Don’t let good customers make bad decisions

Photo by http://www.flickr.com/photos/lori_greig/
Photo by http://www.flickr.com/photos/lori_greig/

Quick: how many clicks does it take to do something important in your product? Count them. If it seems like too many, it probably is too many clicks if you want the customer to keep coming back. The “too many clicks” problem is a symptom of a bigger problem that you probably have if your product is anything but a version 1.0. The problem? It just takes too many decisions to do anything. And you have a limited amount of good decisions in your day.

“Good decision making is not a trait of the person, in the sense that it’s always there,” Baumeister says. “It’s a state that fluctuates.” (http://www.nytimes.com/2011/08/21/magazine/do-you-suffer-from-decision-fatigue.html?pagewanted=all&_r=0)

When Good People Make Bad Decisions

When you don’t make good decisions, the results are disastrous – both in terms of tactics (do I want to do something in this web site and how do it do it) and strategy (I can make short-term decisions that fall counter to a longer term strategy when I’m frustrated.) Assuming that your site, product, or app only gets some of your customer’s time, you should make the customer’s decision count as much as possible. Otherwise, your customer suffers “decision fatigue.”

What is decision fatigue?

Decision fatigue is literally the physical and mental fatigue that results from expending the energy to make decisions. The more decisions you need to make to solve a problem, the more fatigue. Some people have better decision muscles – they spend their days training themselves to make decisions – and others do not. You should build your product with the most critical decisions in mind that you want the customer to make. And please don’t ask the customer to choose more often than necessary – when you ask for their attention, it should be a meaningful decision that also produces meaningful feedback.

“Nothing in life is as important as you think it is, while you are thinking about it”
Daniel Kahneman, Thinking, Fast and Slow

What can you do about decision fatigue?

There are good ways to cut the number of clicks required for a customer to do something meaningful. You can count the clicks required to do the 20% of actions that happen 80% of the time. (You might call these actions when done well “the Happy Path.”) Now remove one or more of the clicks in these frequently used scenarios, and you just helped many of your customers to complete an important task in your application with fewer decisions.

Swiss Army Knife, or Razor-sharp cutting implement?

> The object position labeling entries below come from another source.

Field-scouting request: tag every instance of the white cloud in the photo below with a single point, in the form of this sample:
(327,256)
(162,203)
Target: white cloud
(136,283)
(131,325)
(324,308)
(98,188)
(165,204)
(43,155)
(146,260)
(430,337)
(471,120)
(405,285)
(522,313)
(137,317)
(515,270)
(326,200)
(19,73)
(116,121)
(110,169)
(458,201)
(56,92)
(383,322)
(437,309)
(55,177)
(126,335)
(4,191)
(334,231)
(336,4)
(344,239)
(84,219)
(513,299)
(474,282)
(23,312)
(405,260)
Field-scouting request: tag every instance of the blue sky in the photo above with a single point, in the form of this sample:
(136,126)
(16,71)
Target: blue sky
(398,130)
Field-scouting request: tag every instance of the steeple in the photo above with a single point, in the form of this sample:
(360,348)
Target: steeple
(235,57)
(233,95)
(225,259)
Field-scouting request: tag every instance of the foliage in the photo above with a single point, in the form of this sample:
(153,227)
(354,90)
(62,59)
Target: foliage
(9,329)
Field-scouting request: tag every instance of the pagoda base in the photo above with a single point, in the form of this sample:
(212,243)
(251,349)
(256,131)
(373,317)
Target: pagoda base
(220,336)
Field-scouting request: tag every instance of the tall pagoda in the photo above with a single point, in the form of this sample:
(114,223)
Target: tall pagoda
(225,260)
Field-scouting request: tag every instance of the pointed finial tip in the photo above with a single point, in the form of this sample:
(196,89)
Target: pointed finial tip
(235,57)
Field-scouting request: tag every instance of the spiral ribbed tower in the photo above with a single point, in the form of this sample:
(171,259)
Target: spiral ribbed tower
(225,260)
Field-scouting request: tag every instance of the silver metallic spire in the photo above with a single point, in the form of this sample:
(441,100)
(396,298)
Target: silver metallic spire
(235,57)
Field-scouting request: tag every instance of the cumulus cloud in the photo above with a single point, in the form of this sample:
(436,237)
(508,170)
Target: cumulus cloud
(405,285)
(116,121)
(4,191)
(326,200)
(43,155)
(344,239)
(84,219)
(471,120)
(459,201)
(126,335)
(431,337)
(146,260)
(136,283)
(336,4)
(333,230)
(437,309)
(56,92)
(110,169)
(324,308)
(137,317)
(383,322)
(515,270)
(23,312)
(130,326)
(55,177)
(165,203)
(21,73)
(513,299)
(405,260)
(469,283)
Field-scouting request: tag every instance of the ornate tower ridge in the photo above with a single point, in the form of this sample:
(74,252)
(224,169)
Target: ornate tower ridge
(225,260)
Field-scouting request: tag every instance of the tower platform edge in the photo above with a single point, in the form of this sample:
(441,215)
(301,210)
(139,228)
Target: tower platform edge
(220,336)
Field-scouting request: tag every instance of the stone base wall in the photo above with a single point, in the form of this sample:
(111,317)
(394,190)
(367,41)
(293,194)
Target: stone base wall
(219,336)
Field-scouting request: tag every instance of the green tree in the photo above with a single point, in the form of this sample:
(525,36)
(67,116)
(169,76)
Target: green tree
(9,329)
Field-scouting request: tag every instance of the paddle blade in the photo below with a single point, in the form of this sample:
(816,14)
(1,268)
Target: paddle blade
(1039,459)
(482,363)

As part of your effort to limit decisions, you should have fewer ways for customers to do things. While a multi-tool approach can cover more edge cases, sometimes a tool that does only one thing extremely well is the best choice. Too many products can do “everything,” and typically don’t do one thing well.

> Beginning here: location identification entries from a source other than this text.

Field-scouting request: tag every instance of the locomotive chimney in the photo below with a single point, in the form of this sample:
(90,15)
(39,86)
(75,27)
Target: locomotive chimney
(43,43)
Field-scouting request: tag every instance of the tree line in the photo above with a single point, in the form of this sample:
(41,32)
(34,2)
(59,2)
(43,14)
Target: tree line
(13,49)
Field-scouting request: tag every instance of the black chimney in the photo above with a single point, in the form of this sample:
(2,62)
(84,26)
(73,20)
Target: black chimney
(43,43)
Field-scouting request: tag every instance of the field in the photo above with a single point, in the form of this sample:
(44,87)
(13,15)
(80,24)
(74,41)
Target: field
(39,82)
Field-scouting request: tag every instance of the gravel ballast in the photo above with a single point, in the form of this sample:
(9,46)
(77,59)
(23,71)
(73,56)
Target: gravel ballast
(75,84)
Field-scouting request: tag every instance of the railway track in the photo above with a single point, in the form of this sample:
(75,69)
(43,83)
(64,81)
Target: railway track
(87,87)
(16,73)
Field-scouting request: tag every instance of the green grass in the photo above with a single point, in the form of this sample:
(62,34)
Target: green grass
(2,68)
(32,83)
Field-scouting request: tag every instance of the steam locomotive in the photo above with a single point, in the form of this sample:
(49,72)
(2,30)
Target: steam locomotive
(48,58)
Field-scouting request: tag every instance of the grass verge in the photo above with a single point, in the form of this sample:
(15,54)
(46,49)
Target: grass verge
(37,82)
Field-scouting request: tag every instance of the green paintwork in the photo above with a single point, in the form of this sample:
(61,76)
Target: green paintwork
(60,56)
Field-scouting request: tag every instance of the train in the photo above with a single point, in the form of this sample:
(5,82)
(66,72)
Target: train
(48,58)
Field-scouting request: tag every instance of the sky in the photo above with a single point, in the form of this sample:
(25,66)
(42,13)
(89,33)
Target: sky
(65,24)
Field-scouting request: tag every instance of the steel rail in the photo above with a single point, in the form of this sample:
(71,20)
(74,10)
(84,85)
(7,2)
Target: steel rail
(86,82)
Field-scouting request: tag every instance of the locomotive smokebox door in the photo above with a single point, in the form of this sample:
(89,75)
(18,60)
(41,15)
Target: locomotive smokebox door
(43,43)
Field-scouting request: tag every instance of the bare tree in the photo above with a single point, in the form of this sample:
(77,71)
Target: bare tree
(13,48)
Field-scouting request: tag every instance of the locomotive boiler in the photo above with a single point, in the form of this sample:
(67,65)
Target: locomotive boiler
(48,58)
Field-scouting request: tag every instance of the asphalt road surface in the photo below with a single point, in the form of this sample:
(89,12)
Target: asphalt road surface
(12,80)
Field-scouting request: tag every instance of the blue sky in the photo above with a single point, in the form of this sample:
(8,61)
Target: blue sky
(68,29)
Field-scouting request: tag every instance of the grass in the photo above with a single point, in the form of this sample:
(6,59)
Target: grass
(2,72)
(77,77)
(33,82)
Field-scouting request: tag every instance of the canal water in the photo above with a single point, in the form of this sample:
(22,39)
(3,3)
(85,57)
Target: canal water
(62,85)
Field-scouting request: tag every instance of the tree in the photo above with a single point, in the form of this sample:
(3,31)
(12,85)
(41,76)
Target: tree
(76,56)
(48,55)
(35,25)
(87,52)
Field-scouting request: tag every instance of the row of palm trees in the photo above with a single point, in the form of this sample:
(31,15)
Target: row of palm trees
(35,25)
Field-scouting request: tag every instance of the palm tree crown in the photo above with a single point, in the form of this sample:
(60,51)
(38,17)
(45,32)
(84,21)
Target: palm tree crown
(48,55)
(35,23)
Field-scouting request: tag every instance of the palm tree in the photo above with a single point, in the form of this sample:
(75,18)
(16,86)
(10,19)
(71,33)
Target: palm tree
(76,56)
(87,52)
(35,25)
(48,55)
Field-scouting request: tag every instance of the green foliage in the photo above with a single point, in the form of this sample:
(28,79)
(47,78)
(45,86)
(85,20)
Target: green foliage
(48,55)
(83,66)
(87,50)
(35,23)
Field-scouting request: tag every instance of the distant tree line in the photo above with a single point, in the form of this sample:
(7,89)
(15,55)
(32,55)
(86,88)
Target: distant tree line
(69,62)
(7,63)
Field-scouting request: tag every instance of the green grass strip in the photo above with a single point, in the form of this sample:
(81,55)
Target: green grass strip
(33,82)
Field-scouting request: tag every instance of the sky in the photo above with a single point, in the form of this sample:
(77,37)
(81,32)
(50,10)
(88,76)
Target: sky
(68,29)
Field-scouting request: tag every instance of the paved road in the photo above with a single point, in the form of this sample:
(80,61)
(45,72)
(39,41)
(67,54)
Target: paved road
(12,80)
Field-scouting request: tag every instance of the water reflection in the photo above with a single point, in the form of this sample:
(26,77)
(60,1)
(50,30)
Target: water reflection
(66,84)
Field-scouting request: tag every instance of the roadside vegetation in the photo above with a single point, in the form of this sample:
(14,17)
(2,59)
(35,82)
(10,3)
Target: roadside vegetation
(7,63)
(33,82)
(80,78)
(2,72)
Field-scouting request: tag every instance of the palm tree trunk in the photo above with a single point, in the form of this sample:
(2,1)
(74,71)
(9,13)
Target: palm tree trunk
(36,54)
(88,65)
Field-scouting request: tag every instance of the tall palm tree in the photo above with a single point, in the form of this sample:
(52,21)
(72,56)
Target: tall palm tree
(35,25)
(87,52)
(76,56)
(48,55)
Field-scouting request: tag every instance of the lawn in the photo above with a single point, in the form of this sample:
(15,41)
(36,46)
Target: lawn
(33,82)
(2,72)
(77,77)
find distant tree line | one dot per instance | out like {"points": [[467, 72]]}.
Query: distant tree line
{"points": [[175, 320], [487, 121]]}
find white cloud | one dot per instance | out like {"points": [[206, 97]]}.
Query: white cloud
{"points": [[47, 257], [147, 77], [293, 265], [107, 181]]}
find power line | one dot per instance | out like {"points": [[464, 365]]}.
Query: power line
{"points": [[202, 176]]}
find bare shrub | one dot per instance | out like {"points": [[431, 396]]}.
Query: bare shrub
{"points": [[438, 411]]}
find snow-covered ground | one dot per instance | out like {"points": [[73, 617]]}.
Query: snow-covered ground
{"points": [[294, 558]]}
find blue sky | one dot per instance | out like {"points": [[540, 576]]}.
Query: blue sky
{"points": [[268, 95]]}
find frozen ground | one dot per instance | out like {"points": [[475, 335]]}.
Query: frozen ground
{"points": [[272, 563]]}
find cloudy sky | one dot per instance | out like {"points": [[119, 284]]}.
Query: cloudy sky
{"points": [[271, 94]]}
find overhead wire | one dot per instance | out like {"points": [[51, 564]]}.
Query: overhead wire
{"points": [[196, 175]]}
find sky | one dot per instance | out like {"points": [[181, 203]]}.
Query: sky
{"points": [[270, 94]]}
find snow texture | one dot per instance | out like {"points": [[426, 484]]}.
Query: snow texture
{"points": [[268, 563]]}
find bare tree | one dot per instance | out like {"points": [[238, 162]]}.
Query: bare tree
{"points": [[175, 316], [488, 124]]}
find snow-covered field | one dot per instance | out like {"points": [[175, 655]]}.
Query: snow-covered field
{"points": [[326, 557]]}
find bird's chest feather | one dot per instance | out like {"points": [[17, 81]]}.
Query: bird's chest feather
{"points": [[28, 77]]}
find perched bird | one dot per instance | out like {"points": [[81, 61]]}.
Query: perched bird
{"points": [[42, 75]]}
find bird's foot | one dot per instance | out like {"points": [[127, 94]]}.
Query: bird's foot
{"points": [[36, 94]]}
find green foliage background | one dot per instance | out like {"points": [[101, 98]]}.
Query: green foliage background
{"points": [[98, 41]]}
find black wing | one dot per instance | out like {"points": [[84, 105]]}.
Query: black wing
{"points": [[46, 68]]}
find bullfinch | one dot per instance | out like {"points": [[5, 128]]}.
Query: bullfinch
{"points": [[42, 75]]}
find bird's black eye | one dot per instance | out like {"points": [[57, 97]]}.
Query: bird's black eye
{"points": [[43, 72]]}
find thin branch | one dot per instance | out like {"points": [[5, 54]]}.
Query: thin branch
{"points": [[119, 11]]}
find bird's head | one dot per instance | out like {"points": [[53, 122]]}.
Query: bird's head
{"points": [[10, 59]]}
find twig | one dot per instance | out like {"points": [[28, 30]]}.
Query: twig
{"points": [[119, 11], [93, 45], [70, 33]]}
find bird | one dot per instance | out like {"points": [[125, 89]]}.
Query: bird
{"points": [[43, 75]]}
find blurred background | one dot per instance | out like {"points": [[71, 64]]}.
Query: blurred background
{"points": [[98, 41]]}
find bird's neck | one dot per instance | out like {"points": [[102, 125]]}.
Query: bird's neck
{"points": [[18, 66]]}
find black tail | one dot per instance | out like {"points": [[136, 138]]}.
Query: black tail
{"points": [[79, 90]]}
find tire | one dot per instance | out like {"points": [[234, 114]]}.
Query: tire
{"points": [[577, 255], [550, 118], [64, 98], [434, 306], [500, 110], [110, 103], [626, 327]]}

How do you do improve the ability for customers to do things? Start by asking more closed questions, e.g. “do you want me to remind you every day or week and at what time?” is a better question than “what’s the best way to remind you?” Then, remove the jargon from whatever’s written there.

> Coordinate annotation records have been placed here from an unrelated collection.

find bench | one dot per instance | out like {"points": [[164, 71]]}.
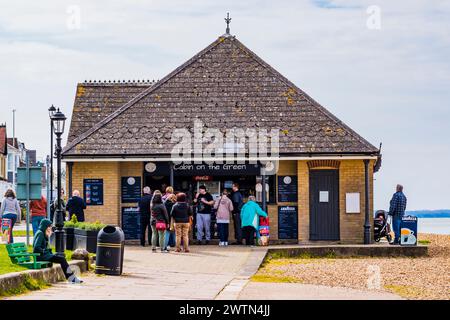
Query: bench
{"points": [[19, 254]]}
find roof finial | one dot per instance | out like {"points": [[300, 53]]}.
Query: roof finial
{"points": [[228, 20]]}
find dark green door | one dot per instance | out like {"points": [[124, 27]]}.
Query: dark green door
{"points": [[324, 204]]}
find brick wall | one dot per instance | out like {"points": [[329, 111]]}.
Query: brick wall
{"points": [[110, 173]]}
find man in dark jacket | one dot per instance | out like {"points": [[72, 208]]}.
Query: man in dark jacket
{"points": [[238, 202], [397, 211], [144, 215], [76, 206], [41, 246]]}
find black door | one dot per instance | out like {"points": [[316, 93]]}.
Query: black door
{"points": [[324, 204]]}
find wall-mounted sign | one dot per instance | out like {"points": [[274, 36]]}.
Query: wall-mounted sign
{"points": [[131, 223], [287, 222], [93, 192], [352, 202], [287, 189], [131, 189], [202, 169]]}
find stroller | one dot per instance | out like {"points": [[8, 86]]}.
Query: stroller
{"points": [[381, 226]]}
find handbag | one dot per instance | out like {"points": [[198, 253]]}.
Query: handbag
{"points": [[161, 225]]}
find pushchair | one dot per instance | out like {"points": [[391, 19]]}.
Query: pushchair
{"points": [[381, 226]]}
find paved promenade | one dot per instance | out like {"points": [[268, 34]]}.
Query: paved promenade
{"points": [[201, 274], [208, 272]]}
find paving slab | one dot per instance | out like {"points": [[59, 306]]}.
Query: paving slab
{"points": [[298, 291]]}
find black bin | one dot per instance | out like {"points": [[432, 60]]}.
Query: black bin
{"points": [[110, 249]]}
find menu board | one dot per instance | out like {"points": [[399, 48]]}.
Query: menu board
{"points": [[131, 223], [287, 189], [287, 222], [93, 192], [131, 189]]}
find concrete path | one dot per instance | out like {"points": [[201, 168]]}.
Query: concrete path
{"points": [[201, 274], [298, 291]]}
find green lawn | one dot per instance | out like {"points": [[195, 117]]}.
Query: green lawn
{"points": [[6, 266]]}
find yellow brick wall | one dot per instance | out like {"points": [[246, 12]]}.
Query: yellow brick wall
{"points": [[110, 173], [351, 179]]}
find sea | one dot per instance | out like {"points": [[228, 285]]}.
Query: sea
{"points": [[434, 225]]}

Add Learning “Scaffolding”

How do you explain these options? Add “scaffolding” by making learning content that helps the average customer get from “sorta ok” to mostly good. Smart customers who get it will get even more out of this content. You can find these learning themes by identifying the top 10 highest rated and lowest rated knowledge base articles that your customers use and rewriting them.

You can find 47 other ways to improve the customer experience here.

Fight Decision Fatigue by Limiting Choices

Lots of choices.
Lots of choices.

You’ve seen it, probably several times today. It’s the opportunity to take in more information and wait before deciding. It could be simple, like “what should I have for lunch?” Or it could be more complicated, like “Where should I live, given all the factors that I know.” Research suggests that decision fatigue is real, and that if you limit the choices for a decision, you’ll be happier. Many retailers disagree, suggesting that more choice is always better. I believe that consciously limiting your choices will help you to make decisions faster and ultimately, will help you to make better decisions.

Can I prove that limiting choices help you make better decisions? Not immediately, but consider the following. If you take the hypothesis that many decisions are equal in value (no, I’m not suggesting all decisions are equal), making these decisions faster gives you information about the result faster. And if you use an evaluation model to allow you to assess, decide, and react (what should I be doing, what are the choices, and what was the result), you’ll know pretty quickly where or not your decision was good. If the decision is higher in value (risk of making a bad decision is higher), then try to break down the big decision into a series of small decisions that will help you avoid not deciding.

Decisions will give you results. Because evaluating whether a decision is “good” is subjective, it helps to make sure that you’re not just picking blindly, or by having a model uninformed by events. Nate Silver’s new book examines both political pundits (they are not accurate very much of the time, it turns out) and groups that offer precise but inaccurate results (ratings agencies managing collateralized securities). Silver points out that the best way to make correct and precise decisions is to test your assumptions, to continue making decisions over time, and to get more data points. Also, if your decisions about big events are very different from the crowd, you might be wrong. Or you might be right only once in a while.

In my experience, lining up the available decisions and knocking them down (adopting the practices popularized by David Allen in his GTD or Getting Things Done method) helps me to make these decisions faster. By spending less time making decisions on small choices, I have more mental energy available to approach bigger questions. What do you think?